Based on Colliers International data, the average monthly gross rents of ground and upper floor high-specification industrial space dipped 0.3 per cent and one per cent quarter on quarter to $3.29 per square foot (psf) and $2.95 psf respectively in Q3 this year.

Colliers' executive director Tan Boon Leong said the government's stricter enforcement on legitimate use of industrial premises and weaker sentiment in view of softer economic indicators have led to sluggish take-up of high-tech space.

However, for prime conventional industrial space, the average gross monthly rent increased 1.2 per cent quarter on quarter to $2.52 psf for ground-floor space and 0.9 per cent to $2.20 psf on upper floors. This was supported by lease renewals and higher rents sought by landlords who have paid high prices for their properties in recent years. The average rent for prime conventional warehouse space too inched up 0.8 per cent quarter on quarter to $2.64 psf for ground-floor space and 0.5 per cent to $2.16 psf on upper floors.

The only segment where rents were unchanged was business park space. For the second consecutive quarter, the average rent stayed put at $4.04 psf.

"While landlords of newer buildings sought higher rents, owners of some older business park buildings faced downward rent pressure due to an increase in vacant space following the relocation of tenants to new premises," said Mr Tan.

As well, the quarter saw the completion of new buildings such as Sandcrawler and the neighbouring Nexus@one-north - in Fusionopolis. As a result, there was an overall increase in supply, which kept rent growth for business parks on the whole in check.

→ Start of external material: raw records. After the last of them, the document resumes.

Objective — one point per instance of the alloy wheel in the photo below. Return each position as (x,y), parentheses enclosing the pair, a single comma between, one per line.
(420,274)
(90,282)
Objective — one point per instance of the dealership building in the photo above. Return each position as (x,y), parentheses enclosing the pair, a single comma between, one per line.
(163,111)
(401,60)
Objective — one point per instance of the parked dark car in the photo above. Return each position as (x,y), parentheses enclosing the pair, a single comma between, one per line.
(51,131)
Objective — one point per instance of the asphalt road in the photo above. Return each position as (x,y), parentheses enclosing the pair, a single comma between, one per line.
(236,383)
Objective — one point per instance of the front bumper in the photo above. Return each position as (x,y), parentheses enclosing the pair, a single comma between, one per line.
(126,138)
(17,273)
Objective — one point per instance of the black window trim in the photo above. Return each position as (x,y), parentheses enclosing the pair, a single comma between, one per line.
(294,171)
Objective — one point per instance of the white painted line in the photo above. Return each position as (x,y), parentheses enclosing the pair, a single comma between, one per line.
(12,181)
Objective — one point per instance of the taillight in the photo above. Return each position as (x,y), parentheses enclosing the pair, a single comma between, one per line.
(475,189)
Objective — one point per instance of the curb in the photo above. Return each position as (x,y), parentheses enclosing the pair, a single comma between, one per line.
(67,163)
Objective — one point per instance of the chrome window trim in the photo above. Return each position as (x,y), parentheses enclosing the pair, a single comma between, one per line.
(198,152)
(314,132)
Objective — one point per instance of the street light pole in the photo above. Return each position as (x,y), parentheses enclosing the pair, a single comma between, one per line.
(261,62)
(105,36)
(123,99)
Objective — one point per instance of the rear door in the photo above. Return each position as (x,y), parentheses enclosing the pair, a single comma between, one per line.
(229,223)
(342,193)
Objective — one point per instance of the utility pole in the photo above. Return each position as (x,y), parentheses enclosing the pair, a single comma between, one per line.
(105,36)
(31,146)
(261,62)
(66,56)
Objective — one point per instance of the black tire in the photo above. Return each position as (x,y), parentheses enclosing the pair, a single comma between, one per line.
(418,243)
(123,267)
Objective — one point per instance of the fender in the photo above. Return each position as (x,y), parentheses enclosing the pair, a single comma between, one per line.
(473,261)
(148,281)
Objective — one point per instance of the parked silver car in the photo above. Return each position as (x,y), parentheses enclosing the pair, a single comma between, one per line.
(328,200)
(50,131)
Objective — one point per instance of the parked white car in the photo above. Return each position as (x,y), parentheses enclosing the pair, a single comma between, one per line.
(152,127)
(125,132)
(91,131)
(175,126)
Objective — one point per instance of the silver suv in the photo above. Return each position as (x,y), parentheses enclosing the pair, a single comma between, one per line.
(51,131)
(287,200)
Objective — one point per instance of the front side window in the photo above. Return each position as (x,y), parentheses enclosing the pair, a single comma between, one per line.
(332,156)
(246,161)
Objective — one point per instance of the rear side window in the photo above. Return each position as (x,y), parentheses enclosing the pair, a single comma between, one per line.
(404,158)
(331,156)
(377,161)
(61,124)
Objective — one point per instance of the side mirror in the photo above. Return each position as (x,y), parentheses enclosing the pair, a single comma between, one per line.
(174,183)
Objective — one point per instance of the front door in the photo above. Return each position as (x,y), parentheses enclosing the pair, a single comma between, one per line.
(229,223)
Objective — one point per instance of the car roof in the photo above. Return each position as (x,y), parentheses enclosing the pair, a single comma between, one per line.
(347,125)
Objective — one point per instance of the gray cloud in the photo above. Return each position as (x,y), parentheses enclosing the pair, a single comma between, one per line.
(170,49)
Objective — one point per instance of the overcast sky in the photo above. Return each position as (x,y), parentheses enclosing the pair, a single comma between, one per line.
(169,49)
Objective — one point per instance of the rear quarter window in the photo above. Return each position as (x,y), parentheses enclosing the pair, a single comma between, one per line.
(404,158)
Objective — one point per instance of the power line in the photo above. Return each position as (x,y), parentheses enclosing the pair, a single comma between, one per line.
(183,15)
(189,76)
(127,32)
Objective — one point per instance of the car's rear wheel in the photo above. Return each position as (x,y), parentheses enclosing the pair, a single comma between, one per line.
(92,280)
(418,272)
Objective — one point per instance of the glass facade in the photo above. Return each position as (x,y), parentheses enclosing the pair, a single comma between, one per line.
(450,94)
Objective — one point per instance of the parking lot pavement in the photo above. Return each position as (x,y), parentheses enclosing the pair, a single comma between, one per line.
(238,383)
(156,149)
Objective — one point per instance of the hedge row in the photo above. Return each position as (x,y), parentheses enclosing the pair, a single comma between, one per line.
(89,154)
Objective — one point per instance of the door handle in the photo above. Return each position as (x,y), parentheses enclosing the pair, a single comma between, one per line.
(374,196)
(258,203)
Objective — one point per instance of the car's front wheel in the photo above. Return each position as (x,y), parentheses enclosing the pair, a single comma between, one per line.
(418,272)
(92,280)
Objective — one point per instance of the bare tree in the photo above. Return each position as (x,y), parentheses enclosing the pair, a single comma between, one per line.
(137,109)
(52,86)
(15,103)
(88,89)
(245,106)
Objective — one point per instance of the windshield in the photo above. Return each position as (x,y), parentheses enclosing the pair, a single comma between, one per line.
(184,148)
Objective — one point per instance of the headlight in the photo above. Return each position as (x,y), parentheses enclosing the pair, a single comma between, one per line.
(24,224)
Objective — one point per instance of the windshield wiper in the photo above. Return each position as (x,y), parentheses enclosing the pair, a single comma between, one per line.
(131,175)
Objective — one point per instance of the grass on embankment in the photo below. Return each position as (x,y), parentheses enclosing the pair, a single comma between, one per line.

CBRE executive director Michael Tay noted competition from new projects is driving a number of landlords of older business park buildings to refurbish their properties.

Major leasing deals in Q3 include those of Fox International (brokered by CBRE) and Fujitsu (handled by Jones Lang LaSalle) for 24,000 sq ft and 35,000 sq ft respectively at Nexus. At Sandcrawler, talks are going on to lease out three floors totalling 70,000 sq ft.